FRI 31 - 3 - 2023
Date: Jul 5, 2018
Source: The Daily Star
Study digs into Lebanese Parliament from 2009 to 2017
Shadi A. Karam| The Daily Star
BEIRUT: The key mainstay of an effective democracy is its elected assemblies because of the direct legitimacy they derive from the people. For this reason, they have been constitutionally entrusted with major functions among which, the approval of a national budget, the promulgation of laws, the overseeing of the executive branch of government and in some countries the election of a head of state.The performance of the Lebanese Parliament leaves much to be desired on all the above key pillars of its constitutional role according to the remarkably researched study recently published by the Lebanese Center of Policy Studies. The Lebanese Parliament 2009-2017: Between Extension and Voiding (this author’s translation of the Arabic title), as it is titled, should be a required reading in any political science curriculum or even in “citizenship-building” classes at the baccalaureate level. What in my days was known as civic education.

The study, characterized by very high standards, lasted over two years. It covered more than seven years of parliamentary proceedings. The research team led by Sami Atallah and Nayla Geagea, has gone over tens of thousands of documents: minutes, draft laws, briefing papers, etc.

It has also conducted thorough interviews with 65 MPs. The methodology, as reported, is scientifically beyond reproach, the analysis is objective and the approach is academic and non-partisan.

The reader detects between the lines some sadness and disappointment at the findings, which the authors have muted with modesty by the shroud of scientific rigor. Any normal citizen would also feel grieved by the sparse attention his representatives have devoted to the people’s interest over such a long stretch of time. But the reader will also find a wealth of information on the principle of equal sharing of seats between Muslim and Christian confessions, on how it can contradict equality among citizens and among candidates and favor clientelism.

What is interesting is that the information is presented and always analyzed, shedding light on the shortcomings and offering a constructive reform proposal as well as a roadmap for reform.

The study reveals that over the 2009-2017 period the Parliament held 50 sessions, during which a total of 67 meetings took place, some of which lasted only a few minutes, less than 10 meetings per year (Annex 3).

During these sessions, the study discloses (Annex 4) that only 31 laws, which directly concern the “interest of the people” were promulgated, less than five laws per year. Even an indicator of each MP’s performance was developed, giving equal weight to the two selected variables: attendance and participation.

Worthy of special attention is the exhaustive analysis of some of the contradictory stands within allied groups or even among MPs of the same political affiliation, which often result from a fundamental divergence between MPs’ individual interests and people’s concerns. Another masterful chapter focuses on how partisan pursuits weave compromises and offers the reader a dissection of the engines of politicking. The study also offers an interesting look at the fundamental challenges that cumulating the jobs of MP and minister pose to the core responsibility of Parliament in safeguarding the accountability of the Cabinet.

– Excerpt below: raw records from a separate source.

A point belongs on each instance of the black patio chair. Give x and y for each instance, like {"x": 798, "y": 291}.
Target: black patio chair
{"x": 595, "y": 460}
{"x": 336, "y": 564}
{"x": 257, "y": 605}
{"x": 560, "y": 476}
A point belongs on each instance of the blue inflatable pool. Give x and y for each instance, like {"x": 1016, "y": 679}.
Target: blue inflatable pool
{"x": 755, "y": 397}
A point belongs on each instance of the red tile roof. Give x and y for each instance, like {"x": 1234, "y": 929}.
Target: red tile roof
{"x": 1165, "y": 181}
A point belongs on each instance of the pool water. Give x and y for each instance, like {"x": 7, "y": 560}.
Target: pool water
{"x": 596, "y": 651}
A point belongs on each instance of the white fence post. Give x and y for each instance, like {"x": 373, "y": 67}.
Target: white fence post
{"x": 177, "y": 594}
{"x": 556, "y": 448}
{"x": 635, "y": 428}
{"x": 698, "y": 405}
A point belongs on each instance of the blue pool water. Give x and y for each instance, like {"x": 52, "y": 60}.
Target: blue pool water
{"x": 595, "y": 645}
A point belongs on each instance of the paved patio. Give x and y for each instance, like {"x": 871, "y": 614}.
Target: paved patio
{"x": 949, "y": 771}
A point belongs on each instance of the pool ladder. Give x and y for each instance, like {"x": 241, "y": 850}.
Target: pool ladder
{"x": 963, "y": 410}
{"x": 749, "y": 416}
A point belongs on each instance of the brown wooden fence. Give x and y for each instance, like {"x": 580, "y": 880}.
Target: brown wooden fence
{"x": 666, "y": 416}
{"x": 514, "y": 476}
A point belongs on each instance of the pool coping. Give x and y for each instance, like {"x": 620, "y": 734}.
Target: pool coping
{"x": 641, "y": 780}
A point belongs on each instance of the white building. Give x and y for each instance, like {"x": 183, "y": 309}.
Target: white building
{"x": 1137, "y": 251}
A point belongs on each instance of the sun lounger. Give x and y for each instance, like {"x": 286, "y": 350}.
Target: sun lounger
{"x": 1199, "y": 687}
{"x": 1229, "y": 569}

The regrettable conclusion is that the twin responsibilities of the Lebanese parliamentarians, namely, legislating and overseeing the work of the executive branch have not been discharged adequately. It is a deduction all Lebanese have arrived at intuitively. The LCPS study gives it the scientific and academic credibility and certainty. It is well written, enlightening and full of information. One cannot help but wonder how voters will act four years down the road having learned what the study reveals and how the new MPs will behave for those who will read it – I am told it was sent to all 128 of them.

Shadi A. Karam is a Lebanese finance, business and economy expert.